Shingle nailing zone is perhaps the most critical aspect of shingle installation as well as the most vital segment of the “Shingle Comparison Series”. It is crucial because the nailing zone determines the accuracy of the nailing system. If the nailing zone is not exactly the way it should be, it may cause a leak or defect. Nailing zone helps to eliminate human errors and makes shingle installation faster and fun. An outstanding shingle should have a clear nailing line (visibility), nailing zone (areas you must nail), and overlap zone. If an installer nails below the nailing line, it may not fasten all the shingle layers. A shingle is a lamination of two different layers: the bottom layer and the top layer or the shim. Some shingles on the market have a very small or unclear nailing zone, and the visibilities are reduced, making it difficult for roofers to install shingles accurately and timely.
Also, the lesser the clarity of the nailing lines and zone, the more it misleads the installer and makes the roofing design and profile rough. Such roughness may constitute rainwater accumulation or worse still divert the drain sideways. On the other hand, the more clear and broad the nailing zone, the smoother the run off. The design, profile, and transition of the shingles on the roof appear beautiful when there is extra room in the nailing zone for the installer.

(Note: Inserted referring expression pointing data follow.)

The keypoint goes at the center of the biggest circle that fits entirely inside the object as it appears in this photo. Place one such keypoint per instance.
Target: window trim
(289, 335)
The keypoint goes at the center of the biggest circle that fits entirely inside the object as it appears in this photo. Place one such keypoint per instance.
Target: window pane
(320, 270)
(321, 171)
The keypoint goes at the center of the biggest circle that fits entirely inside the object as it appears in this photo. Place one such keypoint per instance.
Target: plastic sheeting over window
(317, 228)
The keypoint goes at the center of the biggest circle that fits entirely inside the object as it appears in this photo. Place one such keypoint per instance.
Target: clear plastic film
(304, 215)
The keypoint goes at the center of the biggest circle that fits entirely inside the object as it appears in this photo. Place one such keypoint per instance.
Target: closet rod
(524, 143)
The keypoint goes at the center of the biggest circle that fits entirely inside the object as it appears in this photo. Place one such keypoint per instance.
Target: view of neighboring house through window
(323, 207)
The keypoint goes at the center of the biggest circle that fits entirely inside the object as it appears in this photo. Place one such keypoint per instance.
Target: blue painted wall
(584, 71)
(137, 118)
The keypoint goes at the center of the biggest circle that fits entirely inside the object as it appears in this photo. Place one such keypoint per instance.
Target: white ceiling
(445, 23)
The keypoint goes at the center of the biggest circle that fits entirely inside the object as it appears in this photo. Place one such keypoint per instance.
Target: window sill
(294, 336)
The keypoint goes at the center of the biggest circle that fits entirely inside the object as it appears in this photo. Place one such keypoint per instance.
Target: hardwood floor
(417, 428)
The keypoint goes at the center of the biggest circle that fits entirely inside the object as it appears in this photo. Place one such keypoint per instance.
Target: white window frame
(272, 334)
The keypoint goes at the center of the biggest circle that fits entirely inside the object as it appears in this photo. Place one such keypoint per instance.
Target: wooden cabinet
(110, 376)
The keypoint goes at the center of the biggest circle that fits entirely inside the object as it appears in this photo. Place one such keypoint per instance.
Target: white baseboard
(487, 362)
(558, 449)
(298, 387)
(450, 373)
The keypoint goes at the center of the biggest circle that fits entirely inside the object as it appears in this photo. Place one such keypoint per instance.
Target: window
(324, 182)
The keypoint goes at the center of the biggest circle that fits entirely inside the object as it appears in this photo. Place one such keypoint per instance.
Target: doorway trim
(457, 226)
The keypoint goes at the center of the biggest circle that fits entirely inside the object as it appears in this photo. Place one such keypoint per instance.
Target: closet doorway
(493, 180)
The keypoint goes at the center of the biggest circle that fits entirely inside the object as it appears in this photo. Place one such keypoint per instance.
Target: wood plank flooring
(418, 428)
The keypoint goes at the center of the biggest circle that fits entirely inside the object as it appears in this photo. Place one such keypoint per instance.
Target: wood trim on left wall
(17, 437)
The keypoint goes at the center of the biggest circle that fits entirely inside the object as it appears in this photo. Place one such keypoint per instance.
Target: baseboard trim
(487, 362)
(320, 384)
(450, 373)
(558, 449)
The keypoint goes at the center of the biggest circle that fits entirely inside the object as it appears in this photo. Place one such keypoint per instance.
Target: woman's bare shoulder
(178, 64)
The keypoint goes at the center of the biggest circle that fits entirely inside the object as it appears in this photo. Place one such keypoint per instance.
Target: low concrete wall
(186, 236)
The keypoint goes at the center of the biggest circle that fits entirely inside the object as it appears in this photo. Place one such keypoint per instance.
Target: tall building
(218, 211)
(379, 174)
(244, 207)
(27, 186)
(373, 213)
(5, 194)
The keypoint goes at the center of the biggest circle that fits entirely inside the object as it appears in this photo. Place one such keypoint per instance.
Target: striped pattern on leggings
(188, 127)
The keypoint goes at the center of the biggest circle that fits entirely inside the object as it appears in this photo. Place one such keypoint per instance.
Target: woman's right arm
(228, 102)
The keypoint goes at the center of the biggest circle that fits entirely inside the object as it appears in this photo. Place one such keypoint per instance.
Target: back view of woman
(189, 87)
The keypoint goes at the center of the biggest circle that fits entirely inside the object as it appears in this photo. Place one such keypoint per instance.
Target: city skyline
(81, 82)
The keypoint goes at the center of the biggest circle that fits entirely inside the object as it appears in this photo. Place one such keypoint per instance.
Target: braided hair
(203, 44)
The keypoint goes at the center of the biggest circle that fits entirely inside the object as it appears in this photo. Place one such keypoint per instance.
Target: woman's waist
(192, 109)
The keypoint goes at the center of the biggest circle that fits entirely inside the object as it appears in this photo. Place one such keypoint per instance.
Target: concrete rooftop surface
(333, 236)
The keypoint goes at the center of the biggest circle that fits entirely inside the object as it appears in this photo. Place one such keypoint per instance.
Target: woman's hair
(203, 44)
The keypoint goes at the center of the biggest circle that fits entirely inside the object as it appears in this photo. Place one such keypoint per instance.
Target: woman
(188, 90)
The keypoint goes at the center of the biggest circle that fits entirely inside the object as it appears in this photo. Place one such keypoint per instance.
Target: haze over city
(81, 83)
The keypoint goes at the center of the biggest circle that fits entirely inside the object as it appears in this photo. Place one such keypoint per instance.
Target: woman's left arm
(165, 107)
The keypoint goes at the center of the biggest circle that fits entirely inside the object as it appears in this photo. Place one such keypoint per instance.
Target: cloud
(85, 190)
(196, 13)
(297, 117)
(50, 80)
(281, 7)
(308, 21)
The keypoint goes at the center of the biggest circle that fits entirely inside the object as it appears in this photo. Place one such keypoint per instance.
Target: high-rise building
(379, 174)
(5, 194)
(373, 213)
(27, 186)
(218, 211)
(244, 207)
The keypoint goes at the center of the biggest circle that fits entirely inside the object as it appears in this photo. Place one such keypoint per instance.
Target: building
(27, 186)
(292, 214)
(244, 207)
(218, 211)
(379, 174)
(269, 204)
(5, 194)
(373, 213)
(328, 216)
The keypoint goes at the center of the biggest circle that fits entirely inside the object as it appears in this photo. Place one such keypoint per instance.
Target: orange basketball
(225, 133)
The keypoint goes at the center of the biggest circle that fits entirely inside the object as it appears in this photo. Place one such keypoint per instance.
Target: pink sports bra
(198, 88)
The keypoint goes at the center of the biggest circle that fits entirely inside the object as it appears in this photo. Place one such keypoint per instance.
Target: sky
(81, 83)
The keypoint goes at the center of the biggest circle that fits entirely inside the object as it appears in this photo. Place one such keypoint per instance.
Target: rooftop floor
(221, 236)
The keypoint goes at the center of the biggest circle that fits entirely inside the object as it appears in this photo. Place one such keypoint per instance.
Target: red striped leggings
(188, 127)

Dmitry Lipinskiy, Founder, and CEO of Roofing Insights covers the nailing zone, visibility, and overlap details of a shingle. As a roofer himself, Dmitry warns that it is easy to void shingle warranties due to unclear nailing zone, visibility, and overlap zone. He observes that manufacturers look for reasons to deny warranty claims and turn around to say the installer failed to follow owners’ manual instructions. He compares seven brands of shingles against each other to uncover the best shingle on the market. Here is how they stand:
Companies Overall Result Visibility Nailing Zone Overlap zone
Malarkey 1 1-2 13/4″ 13/4″
Owens Corning 2 1-2 1″ 3/4″
CertainTeed 3 3-4 13/4″ 3/4″
Atlas 4 3-4 11/4″ 11/8″
Iko (Cambridge) 5 5 11/2″ 3/4″
Pabco 6 6 3/4″ 3/4″
Tamko 7 7 3/4″ 3/4″
The visibility unit above is by observation. The higher the visibility number on the chart, the lesser the clarity of the visibility line.